1. The quality of the pelvic muscles. Abnormal muscles may result from poor development as commonly seen in ARM children. Abnormal nerves may be a result of congenital neurologic anomalies such as a tethered cord or spine bifida.
2. The ability to sense stool. The ability to sense the presence of stool in the rectum is either present or absent. This will vary from child to child. If absent, conscious control of the pelvic muscles and the anal sphincters may be learned as the child gets older.
3. Chronic constipation. Chronic constipation will decrease the ability to sense the presence of stool. The relief of constipation can improve this rectal sensation.
It is crucial that constipation is prevented in these children in order to remain continent and free from soiling.
The most important thing to know is that with successful bowel management ARM children can be socially continent and wear normal underwear!
Q: What is bowel management?
A: Children can achieve bowel control with a daily stimulant laxative (senna based product such as ex-lax) or a daily large volume enema.

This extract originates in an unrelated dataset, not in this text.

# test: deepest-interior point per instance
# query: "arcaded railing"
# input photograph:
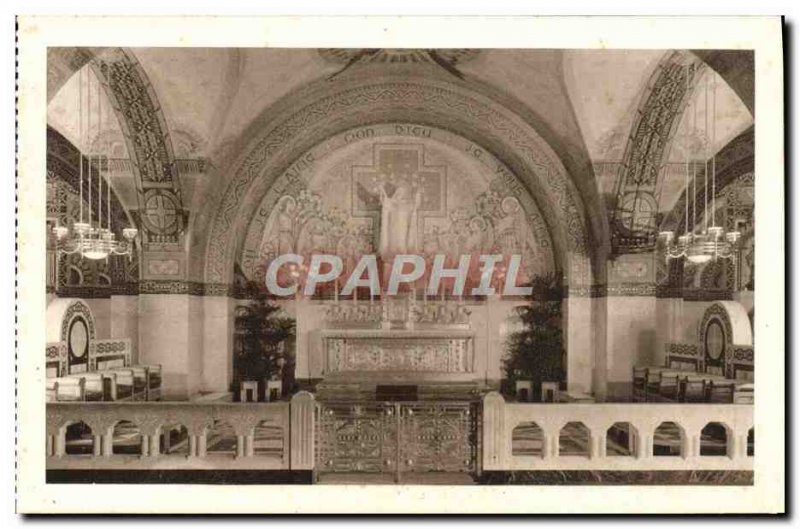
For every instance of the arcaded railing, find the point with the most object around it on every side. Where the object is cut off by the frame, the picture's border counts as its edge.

Some children can achieve continence (free from soiling) though diet alone, however, this is the exception and not the norm. The goal of the daily laxative or enema is for the child to completely empty the colon at a predictable time each day. Once the colon is clean then the child should remain clean and in underwear the rest of the day. Often, families will travel to an expert to determine a specialized plan tailored to each child.

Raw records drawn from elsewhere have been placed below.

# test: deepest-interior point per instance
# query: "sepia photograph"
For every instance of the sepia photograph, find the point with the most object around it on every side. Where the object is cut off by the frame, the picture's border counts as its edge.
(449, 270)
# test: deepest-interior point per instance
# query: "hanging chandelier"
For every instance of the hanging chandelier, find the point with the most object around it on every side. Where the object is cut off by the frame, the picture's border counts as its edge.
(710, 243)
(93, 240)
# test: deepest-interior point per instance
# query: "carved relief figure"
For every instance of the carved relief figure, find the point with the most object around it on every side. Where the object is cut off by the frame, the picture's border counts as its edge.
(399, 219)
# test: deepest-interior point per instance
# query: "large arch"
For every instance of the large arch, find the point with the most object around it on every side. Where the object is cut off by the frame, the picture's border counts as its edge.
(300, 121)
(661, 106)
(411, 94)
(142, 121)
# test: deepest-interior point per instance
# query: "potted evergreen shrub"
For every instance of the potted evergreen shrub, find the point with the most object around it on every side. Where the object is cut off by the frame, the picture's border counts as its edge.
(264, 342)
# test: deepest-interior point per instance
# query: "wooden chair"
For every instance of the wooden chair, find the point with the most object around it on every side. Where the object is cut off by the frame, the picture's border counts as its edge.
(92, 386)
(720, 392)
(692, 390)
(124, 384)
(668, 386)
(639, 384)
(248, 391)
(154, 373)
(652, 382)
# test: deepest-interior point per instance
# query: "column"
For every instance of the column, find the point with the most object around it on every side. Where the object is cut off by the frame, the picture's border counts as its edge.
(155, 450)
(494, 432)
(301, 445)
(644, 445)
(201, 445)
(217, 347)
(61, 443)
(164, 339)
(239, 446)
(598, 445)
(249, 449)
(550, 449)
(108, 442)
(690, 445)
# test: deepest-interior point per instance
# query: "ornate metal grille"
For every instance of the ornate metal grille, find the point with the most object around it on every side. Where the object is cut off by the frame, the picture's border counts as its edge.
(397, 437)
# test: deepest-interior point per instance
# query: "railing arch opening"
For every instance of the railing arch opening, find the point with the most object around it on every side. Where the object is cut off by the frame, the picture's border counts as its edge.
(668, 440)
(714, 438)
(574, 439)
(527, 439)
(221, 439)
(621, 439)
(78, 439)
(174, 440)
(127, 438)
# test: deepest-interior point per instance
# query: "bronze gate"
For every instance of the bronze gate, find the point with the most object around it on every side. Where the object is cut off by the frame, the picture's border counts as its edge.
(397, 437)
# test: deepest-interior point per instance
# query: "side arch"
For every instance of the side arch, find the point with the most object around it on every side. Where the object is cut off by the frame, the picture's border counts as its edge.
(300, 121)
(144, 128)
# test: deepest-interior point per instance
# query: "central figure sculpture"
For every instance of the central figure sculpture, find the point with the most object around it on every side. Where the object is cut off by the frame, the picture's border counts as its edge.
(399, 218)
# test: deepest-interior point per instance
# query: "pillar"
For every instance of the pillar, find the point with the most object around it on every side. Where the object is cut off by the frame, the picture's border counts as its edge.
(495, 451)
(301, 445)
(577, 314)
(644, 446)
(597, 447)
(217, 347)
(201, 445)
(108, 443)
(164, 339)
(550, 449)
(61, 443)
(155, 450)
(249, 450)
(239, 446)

There are procedures that can be done which allow children to receive an antegrade enema as opposed to a rectal enema. These children receive an enema via a catheter inserted in a small hole their abdomen (usually in the bellybutton) instead of the rectum. These procedures are commonly known as the Malone or appendicostomy, as well as cecostomy.
Q: What is everyday life like with a child born with an ARM?

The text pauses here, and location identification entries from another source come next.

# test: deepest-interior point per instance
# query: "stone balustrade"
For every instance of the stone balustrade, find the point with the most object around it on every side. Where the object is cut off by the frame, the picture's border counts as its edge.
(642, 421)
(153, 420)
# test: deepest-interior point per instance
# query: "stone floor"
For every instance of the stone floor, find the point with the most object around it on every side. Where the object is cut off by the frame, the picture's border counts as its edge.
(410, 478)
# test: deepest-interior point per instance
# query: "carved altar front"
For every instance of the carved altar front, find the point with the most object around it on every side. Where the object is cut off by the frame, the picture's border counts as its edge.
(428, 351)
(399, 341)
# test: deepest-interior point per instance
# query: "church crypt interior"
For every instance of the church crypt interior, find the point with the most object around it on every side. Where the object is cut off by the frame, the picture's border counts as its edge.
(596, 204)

A: This answer will vary from family to family as every child born with an ARM is different, but the one thing we all have in common is poop! Yep, our lives revolve around our child’s pooping schedule.
The few that are able to manage with diet watch their child’s diet very closely and make adjustments according to the child’s stool output. Preventing constipation is key in these children, so parents intervene as necessary with things such as enemas, suppositories, and laxatives. Often ARM children need a bowel management program, especially in their early pre-school and school age years.
Those that manage with laxatives also tend to keep an eye on diet. These children typically sit on the potty everyday for 30 – 40 minutes. They need to completely evacuate the colon in order to remain clean the rest of the day.
Those that manage with enemas (rectal or antegrade) spend, on average, one hour a day with the routine. Most of these kids have more leeway in their diet, although some foods may cause issues.
Managing the child’s bowel needs is and will be a lifelong reality. As the child grows and changes, so will bowel management. If the child experiences soiling, then tweaking of the regimen will be needed. It’s important for the family to find an expert that understands this and that will be there for them throughout the child’s life.
Q: Do the children in China receive bowel management?
A: In my experience, the majority of the children in China do not receive bowel management. However, if they were fortunate enough to reside in a medical foster care home/program, it is possible that they did receive some bowel management.
Most of the children represented in our support group come home to us very backed up (constipated) which can present itself in one of two ways. The child may appear to be incontinent and stool non-stop. Or the child may not stool at all. Regardless, once home, parents should have the stool tested for parasites to rule out an infection and should obtain an abdominal x-ray to determine if the child is constipated. The large majority of the time, the child is found to be very constipated and a bowel clean-out is needed.